Robert F. Carley is Associate Professor of International Studies at Texas A&M University, College Station.

Eero Laine

Eero Laine is an Assistant Professor at the University at Buffalo, State University of New York.

Yumi Pak

Yumi Pak is a student, scholar, and instructor of Black literary and cultural studies, particularly within the overlaps and interstices between the United States, Scotland, and Jamaica. She is currently associate professor of Black Studies and affiliated faculty in English at Occidental College.

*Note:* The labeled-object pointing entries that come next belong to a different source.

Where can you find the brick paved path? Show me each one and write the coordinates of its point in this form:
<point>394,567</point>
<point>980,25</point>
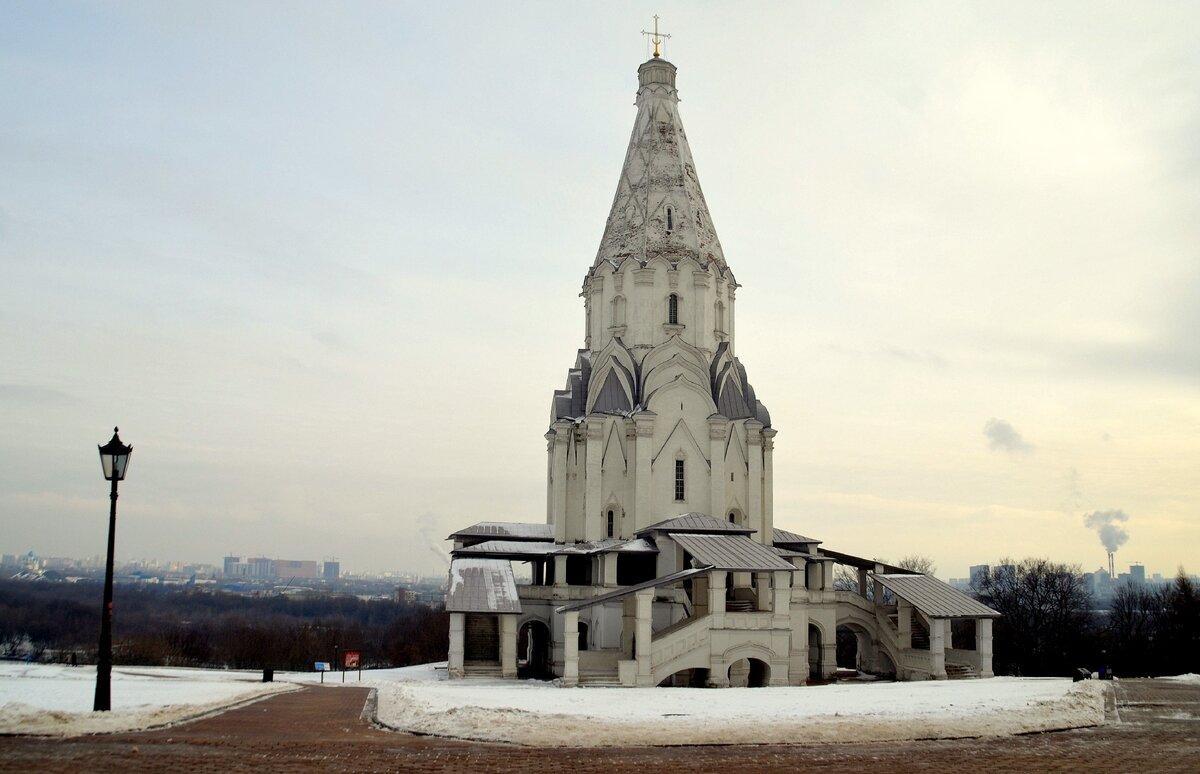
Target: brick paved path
<point>319,730</point>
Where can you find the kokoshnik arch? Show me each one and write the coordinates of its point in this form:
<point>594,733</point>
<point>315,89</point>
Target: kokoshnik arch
<point>658,561</point>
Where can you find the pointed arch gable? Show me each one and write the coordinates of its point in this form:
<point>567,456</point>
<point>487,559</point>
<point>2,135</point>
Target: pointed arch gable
<point>681,436</point>
<point>615,449</point>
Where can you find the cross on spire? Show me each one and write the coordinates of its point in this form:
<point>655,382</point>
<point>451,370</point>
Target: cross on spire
<point>657,36</point>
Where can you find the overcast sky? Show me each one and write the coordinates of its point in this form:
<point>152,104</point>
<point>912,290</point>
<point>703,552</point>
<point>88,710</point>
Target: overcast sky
<point>321,263</point>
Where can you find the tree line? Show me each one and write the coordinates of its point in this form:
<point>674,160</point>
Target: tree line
<point>1048,623</point>
<point>189,627</point>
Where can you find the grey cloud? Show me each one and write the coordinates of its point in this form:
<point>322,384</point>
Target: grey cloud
<point>1003,437</point>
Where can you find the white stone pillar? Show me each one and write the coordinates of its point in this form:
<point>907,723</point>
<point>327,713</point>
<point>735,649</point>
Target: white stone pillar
<point>718,430</point>
<point>559,576</point>
<point>781,600</point>
<point>628,625</point>
<point>904,624</point>
<point>509,647</point>
<point>762,591</point>
<point>717,598</point>
<point>593,529</point>
<point>571,648</point>
<point>768,486</point>
<point>457,646</point>
<point>983,645</point>
<point>754,484</point>
<point>937,648</point>
<point>642,489</point>
<point>609,563</point>
<point>645,637</point>
<point>563,432</point>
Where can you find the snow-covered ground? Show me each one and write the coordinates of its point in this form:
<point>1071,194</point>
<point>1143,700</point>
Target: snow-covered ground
<point>545,715</point>
<point>57,700</point>
<point>54,700</point>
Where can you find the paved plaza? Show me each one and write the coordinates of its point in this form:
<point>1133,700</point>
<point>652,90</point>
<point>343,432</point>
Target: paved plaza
<point>1156,729</point>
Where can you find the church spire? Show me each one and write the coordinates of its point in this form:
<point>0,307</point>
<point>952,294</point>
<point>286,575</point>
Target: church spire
<point>659,210</point>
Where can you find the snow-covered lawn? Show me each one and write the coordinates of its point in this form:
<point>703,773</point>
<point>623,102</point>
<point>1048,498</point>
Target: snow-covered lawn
<point>57,700</point>
<point>54,700</point>
<point>541,714</point>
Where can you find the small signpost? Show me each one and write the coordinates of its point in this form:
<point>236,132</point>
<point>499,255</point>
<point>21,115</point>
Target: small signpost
<point>353,660</point>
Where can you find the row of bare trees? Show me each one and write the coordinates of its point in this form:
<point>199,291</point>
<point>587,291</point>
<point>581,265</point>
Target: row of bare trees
<point>172,627</point>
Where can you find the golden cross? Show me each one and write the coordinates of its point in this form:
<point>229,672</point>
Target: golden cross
<point>658,36</point>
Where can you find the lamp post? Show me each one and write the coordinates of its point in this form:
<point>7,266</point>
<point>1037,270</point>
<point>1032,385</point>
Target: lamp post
<point>114,460</point>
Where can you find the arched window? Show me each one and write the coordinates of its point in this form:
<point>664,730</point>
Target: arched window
<point>618,310</point>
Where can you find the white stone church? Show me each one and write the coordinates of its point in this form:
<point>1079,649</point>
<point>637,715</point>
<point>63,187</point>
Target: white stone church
<point>658,562</point>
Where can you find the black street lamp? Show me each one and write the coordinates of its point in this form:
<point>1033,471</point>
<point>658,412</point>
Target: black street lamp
<point>114,459</point>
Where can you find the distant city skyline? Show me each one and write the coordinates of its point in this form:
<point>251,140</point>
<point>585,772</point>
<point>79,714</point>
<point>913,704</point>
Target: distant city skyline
<point>280,245</point>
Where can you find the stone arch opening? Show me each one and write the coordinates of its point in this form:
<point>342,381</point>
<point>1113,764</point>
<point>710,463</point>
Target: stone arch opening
<point>749,672</point>
<point>687,678</point>
<point>533,651</point>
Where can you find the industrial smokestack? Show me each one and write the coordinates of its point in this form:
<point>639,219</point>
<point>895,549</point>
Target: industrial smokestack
<point>1107,529</point>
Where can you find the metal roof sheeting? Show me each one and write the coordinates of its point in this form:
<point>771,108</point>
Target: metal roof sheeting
<point>935,598</point>
<point>696,522</point>
<point>481,586</point>
<point>732,552</point>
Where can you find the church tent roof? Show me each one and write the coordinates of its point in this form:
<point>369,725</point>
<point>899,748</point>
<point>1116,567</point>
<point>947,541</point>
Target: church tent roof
<point>666,580</point>
<point>508,531</point>
<point>696,523</point>
<point>935,598</point>
<point>732,552</point>
<point>481,586</point>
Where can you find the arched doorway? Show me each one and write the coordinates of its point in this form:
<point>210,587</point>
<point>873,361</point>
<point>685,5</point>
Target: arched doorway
<point>749,673</point>
<point>814,653</point>
<point>533,651</point>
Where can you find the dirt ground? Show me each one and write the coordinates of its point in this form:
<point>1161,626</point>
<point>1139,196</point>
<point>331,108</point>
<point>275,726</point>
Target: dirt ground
<point>1156,729</point>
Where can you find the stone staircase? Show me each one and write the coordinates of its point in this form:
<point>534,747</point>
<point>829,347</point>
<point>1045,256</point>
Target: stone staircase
<point>960,672</point>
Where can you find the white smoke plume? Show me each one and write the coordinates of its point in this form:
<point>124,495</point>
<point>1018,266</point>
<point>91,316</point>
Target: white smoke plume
<point>1105,526</point>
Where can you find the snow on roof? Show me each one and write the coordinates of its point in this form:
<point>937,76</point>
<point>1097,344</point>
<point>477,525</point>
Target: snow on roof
<point>732,552</point>
<point>513,531</point>
<point>783,535</point>
<point>935,598</point>
<point>481,586</point>
<point>696,523</point>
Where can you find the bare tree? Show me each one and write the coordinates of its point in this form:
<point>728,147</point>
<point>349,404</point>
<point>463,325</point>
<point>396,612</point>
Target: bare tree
<point>1045,616</point>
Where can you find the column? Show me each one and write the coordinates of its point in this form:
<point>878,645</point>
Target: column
<point>559,576</point>
<point>571,648</point>
<point>563,432</point>
<point>717,598</point>
<point>643,423</point>
<point>768,485</point>
<point>645,646</point>
<point>937,648</point>
<point>457,647</point>
<point>781,600</point>
<point>754,485</point>
<point>592,515</point>
<point>718,430</point>
<point>509,647</point>
<point>904,624</point>
<point>983,645</point>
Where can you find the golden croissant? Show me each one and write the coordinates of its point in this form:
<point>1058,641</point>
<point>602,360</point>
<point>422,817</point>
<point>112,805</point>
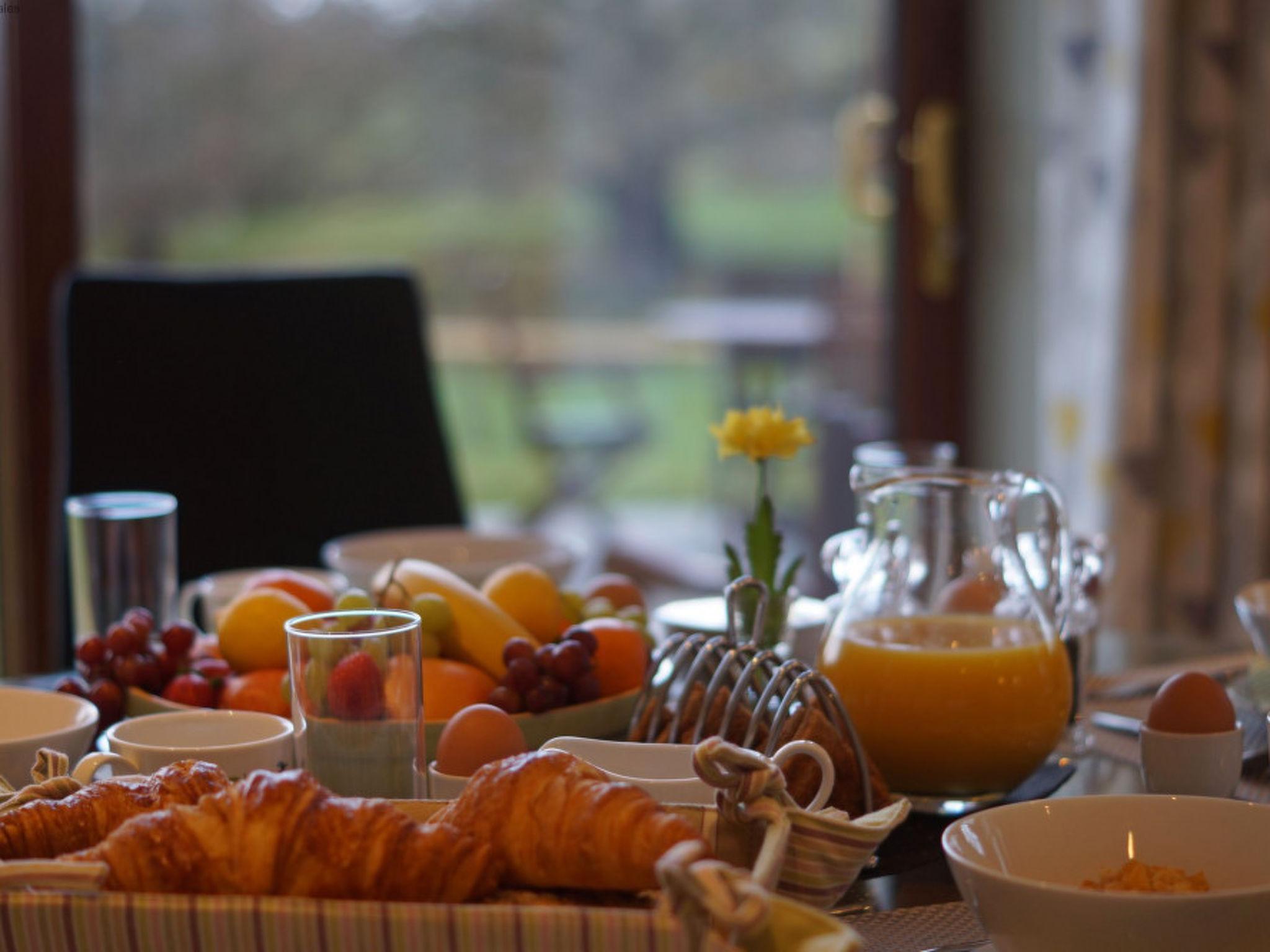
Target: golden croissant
<point>559,823</point>
<point>48,828</point>
<point>285,834</point>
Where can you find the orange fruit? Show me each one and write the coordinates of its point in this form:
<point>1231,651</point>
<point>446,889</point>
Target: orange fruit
<point>251,632</point>
<point>450,685</point>
<point>530,596</point>
<point>621,655</point>
<point>257,691</point>
<point>311,592</point>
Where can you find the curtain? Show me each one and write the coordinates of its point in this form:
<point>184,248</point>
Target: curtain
<point>1191,487</point>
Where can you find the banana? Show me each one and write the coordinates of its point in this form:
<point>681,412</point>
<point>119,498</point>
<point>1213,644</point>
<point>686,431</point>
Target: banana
<point>481,627</point>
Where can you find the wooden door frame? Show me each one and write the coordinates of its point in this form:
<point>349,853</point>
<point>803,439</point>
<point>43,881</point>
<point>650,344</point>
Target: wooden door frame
<point>931,327</point>
<point>38,242</point>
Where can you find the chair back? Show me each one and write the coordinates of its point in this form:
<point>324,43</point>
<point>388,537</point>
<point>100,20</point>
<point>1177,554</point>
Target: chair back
<point>281,410</point>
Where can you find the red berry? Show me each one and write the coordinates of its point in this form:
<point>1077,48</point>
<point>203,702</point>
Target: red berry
<point>73,684</point>
<point>571,662</point>
<point>178,639</point>
<point>122,640</point>
<point>517,648</point>
<point>355,691</point>
<point>192,690</point>
<point>586,689</point>
<point>522,674</point>
<point>140,619</point>
<point>584,637</point>
<point>109,699</point>
<point>92,651</point>
<point>508,700</point>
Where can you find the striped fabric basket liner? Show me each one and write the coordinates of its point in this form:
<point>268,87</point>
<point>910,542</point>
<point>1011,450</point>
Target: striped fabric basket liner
<point>827,851</point>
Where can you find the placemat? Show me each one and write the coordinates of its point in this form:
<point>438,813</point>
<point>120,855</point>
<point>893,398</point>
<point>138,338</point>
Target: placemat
<point>918,928</point>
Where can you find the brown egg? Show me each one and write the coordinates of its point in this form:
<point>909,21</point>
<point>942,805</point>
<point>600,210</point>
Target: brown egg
<point>1192,702</point>
<point>475,736</point>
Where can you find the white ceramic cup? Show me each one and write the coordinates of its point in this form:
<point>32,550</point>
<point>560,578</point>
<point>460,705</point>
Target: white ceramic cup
<point>238,742</point>
<point>1196,764</point>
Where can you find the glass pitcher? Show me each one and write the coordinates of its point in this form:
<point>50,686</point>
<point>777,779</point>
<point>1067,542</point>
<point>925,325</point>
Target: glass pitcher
<point>946,645</point>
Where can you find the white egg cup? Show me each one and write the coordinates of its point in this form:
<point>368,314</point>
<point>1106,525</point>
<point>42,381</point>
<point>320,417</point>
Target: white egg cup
<point>1196,764</point>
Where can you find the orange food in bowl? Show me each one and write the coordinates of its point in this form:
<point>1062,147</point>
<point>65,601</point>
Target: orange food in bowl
<point>475,736</point>
<point>451,685</point>
<point>257,691</point>
<point>1192,702</point>
<point>621,655</point>
<point>311,592</point>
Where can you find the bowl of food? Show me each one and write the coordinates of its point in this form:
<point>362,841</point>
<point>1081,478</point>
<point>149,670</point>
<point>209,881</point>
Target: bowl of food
<point>32,719</point>
<point>1116,873</point>
<point>470,555</point>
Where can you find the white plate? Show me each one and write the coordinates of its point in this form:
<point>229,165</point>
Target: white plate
<point>470,555</point>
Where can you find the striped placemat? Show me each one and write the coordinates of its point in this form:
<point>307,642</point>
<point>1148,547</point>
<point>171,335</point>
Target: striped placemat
<point>918,928</point>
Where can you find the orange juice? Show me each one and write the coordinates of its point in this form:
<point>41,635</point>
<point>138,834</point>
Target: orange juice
<point>951,705</point>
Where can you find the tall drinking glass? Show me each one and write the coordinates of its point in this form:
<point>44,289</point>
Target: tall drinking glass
<point>122,553</point>
<point>356,700</point>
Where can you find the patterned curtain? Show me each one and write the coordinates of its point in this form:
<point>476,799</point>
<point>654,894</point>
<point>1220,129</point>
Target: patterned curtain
<point>1192,488</point>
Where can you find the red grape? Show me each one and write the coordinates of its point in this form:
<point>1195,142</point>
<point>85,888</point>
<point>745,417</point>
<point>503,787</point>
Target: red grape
<point>508,700</point>
<point>92,651</point>
<point>122,640</point>
<point>571,662</point>
<point>586,689</point>
<point>140,619</point>
<point>178,639</point>
<point>149,673</point>
<point>584,637</point>
<point>109,699</point>
<point>123,669</point>
<point>191,690</point>
<point>73,684</point>
<point>544,656</point>
<point>517,648</point>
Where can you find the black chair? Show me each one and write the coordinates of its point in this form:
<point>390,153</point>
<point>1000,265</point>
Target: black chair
<point>280,410</point>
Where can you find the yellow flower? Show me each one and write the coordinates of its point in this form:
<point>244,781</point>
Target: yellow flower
<point>760,433</point>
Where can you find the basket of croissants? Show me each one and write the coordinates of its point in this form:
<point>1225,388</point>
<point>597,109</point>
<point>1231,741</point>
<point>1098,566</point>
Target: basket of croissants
<point>541,851</point>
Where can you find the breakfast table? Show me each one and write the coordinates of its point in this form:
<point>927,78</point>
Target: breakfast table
<point>918,907</point>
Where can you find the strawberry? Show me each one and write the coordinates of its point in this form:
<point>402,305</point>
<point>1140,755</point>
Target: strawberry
<point>356,689</point>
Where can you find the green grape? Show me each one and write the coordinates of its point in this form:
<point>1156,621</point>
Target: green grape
<point>316,674</point>
<point>433,614</point>
<point>430,645</point>
<point>327,650</point>
<point>598,607</point>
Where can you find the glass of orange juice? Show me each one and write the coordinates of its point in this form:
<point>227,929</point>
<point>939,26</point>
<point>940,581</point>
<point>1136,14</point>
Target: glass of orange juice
<point>946,650</point>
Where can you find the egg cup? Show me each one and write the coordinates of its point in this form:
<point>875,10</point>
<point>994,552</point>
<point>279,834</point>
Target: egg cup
<point>1196,764</point>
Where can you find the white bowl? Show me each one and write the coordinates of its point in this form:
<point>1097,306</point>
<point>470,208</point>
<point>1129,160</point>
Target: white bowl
<point>470,555</point>
<point>1020,868</point>
<point>33,719</point>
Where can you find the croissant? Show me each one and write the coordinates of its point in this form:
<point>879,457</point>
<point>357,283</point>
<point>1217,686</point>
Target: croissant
<point>48,828</point>
<point>285,834</point>
<point>559,823</point>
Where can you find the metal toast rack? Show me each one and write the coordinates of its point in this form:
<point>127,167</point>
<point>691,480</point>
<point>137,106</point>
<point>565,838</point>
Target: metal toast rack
<point>760,692</point>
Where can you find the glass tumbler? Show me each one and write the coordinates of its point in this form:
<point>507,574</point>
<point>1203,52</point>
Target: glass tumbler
<point>122,553</point>
<point>356,700</point>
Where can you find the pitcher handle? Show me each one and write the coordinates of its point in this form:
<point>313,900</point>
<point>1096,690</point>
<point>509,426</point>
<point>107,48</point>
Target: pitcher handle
<point>1003,509</point>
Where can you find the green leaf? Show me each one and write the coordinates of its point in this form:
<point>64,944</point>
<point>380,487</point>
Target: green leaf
<point>763,544</point>
<point>788,578</point>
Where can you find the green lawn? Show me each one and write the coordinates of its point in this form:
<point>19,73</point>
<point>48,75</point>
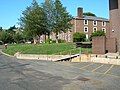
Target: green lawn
<point>57,49</point>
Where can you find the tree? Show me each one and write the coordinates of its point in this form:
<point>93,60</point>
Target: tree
<point>34,20</point>
<point>97,34</point>
<point>89,14</point>
<point>49,8</point>
<point>6,37</point>
<point>18,38</point>
<point>61,19</point>
<point>79,37</point>
<point>1,28</point>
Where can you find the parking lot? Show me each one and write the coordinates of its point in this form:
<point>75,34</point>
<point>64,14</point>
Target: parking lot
<point>45,75</point>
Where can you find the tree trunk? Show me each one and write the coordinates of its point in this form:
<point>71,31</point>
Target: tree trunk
<point>35,40</point>
<point>56,37</point>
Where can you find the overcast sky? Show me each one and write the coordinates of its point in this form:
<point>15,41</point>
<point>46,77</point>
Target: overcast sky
<point>10,10</point>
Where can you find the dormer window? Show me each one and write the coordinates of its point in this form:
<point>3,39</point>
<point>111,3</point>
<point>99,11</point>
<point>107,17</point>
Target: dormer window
<point>94,23</point>
<point>103,23</point>
<point>86,29</point>
<point>94,29</point>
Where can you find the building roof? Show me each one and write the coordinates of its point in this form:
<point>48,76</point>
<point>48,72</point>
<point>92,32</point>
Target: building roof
<point>93,18</point>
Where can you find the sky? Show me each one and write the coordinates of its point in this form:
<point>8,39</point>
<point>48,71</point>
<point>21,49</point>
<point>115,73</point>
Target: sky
<point>11,10</point>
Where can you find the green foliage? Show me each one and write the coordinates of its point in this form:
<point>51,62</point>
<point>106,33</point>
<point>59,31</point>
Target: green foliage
<point>79,37</point>
<point>97,33</point>
<point>49,8</point>
<point>89,14</point>
<point>6,37</point>
<point>34,20</point>
<point>18,38</point>
<point>61,19</point>
<point>61,41</point>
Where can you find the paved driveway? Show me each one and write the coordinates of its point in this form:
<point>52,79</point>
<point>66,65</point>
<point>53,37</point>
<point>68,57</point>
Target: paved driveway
<point>41,75</point>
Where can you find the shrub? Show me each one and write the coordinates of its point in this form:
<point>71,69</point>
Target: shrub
<point>61,41</point>
<point>97,33</point>
<point>79,37</point>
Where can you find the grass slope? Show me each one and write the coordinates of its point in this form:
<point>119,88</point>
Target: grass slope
<point>61,48</point>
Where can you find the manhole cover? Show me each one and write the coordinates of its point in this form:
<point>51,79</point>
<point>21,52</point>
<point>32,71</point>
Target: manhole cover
<point>83,79</point>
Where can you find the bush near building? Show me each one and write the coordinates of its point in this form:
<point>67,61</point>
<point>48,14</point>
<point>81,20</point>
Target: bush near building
<point>97,33</point>
<point>79,37</point>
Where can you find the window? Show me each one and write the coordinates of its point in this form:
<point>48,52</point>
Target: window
<point>85,22</point>
<point>104,29</point>
<point>94,23</point>
<point>85,29</point>
<point>94,29</point>
<point>103,23</point>
<point>113,4</point>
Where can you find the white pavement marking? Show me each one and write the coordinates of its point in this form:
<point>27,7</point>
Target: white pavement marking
<point>86,66</point>
<point>109,69</point>
<point>97,68</point>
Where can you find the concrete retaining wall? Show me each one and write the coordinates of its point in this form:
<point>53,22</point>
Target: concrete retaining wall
<point>98,59</point>
<point>43,57</point>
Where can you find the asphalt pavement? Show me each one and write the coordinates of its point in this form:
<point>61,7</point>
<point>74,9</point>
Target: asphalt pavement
<point>45,75</point>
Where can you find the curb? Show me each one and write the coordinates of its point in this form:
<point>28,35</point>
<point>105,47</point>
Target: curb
<point>6,54</point>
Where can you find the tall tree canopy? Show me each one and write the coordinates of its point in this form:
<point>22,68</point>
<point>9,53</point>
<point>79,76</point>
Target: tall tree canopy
<point>89,14</point>
<point>34,20</point>
<point>62,19</point>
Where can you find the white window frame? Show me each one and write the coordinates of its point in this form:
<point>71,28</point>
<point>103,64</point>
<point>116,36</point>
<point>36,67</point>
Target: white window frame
<point>104,30</point>
<point>85,30</point>
<point>94,23</point>
<point>94,29</point>
<point>85,22</point>
<point>104,23</point>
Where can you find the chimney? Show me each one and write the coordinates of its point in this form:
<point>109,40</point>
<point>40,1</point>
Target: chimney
<point>80,12</point>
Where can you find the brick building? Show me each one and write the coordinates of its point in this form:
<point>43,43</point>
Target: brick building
<point>89,24</point>
<point>84,24</point>
<point>114,8</point>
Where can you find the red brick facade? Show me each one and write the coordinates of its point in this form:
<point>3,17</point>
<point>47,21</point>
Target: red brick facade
<point>114,6</point>
<point>102,45</point>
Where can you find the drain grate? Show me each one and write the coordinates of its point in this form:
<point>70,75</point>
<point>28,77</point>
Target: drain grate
<point>83,79</point>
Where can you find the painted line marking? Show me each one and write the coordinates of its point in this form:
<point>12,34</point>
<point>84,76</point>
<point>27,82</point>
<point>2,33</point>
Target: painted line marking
<point>97,68</point>
<point>86,66</point>
<point>109,69</point>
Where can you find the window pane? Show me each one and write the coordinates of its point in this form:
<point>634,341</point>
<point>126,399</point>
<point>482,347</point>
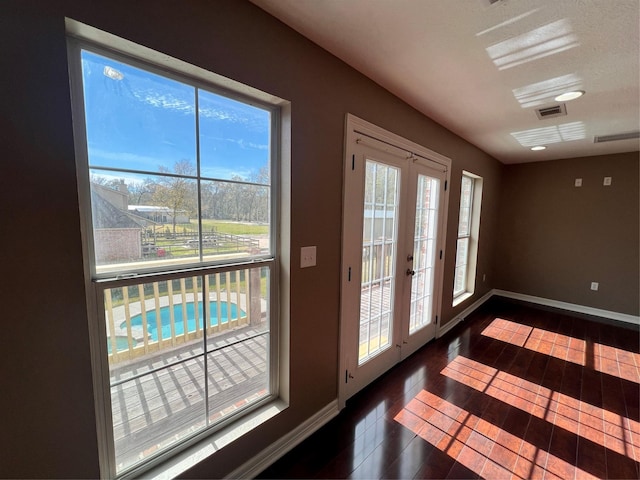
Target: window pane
<point>462,252</point>
<point>234,139</point>
<point>235,219</point>
<point>136,119</point>
<point>238,359</point>
<point>162,338</point>
<point>378,267</point>
<point>163,230</point>
<point>156,411</point>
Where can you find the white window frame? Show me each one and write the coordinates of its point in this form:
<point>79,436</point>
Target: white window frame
<point>199,446</point>
<point>472,238</point>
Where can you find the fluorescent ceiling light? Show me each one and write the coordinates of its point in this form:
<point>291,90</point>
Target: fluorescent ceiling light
<point>565,97</point>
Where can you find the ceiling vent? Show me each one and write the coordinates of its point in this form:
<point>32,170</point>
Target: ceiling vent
<point>552,112</point>
<point>616,136</point>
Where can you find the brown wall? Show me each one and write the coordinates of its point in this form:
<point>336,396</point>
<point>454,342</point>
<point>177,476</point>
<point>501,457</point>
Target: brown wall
<point>555,239</point>
<point>48,418</point>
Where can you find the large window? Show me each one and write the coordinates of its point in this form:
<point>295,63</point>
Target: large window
<point>467,243</point>
<point>178,194</point>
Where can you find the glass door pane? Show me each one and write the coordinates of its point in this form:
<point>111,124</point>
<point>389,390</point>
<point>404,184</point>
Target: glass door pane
<point>424,253</point>
<point>379,245</point>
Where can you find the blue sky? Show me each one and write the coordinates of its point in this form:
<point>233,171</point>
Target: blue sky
<point>141,121</point>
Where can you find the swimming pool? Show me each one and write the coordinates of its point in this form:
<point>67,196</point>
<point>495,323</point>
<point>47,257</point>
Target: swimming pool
<point>179,322</point>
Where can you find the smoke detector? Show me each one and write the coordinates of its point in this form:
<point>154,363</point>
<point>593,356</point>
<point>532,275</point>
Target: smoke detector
<point>553,111</point>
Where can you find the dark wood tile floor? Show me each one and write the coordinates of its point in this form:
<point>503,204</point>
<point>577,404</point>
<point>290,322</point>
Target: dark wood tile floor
<point>512,392</point>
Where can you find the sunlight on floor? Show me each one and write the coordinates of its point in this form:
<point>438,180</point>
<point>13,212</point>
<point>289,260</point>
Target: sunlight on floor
<point>602,358</point>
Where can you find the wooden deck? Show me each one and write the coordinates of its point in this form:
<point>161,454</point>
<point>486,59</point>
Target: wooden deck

From 2014–2022, she was assistant/associate professor of English at California State University, San Bernardino, where she also held an appointment as director of Ethnic Studies, a long-standing program on campus; in 2022, she co-founded the Department of Ethnic Studies at CSUSB. Her writing can be found in various publications, including MELUS: Multi-Ethnic Literature of the United States, ASAP/Journal, Women, Gender & Families of Color and Dismantle Magazine.

Alyson K. Spurgas

Alyson K. Spurgas is Associate Professor of Sociology and affiliated faculty in Women’s, Gender, & Sexuality Studies at Trinity College in Hartford, Connecticut. Alyson researches, writes, and teaches about sociologies of trauma, politics of desire, and technologies of care from an interdisciplinary and intersectional feminist perspective. They are the author of Diagnosing Desire: Biopolitics and Femininity into the Twenty-First Century (Ohio State University Press, 2020) and Decolonize Self-Care (OR Books, 2023).

Chris Alen Sula

Chris Alen Sula is Associate Provost for Academic Affairs at Pratt Institute and Associate Professor in the School of Information. His research explores the digital humanities as a field, including curricula, the early history of DH, and disciplinarity. He has also published on citation studies in the humanities, the politics of technology, and ethical uses of data and visualization.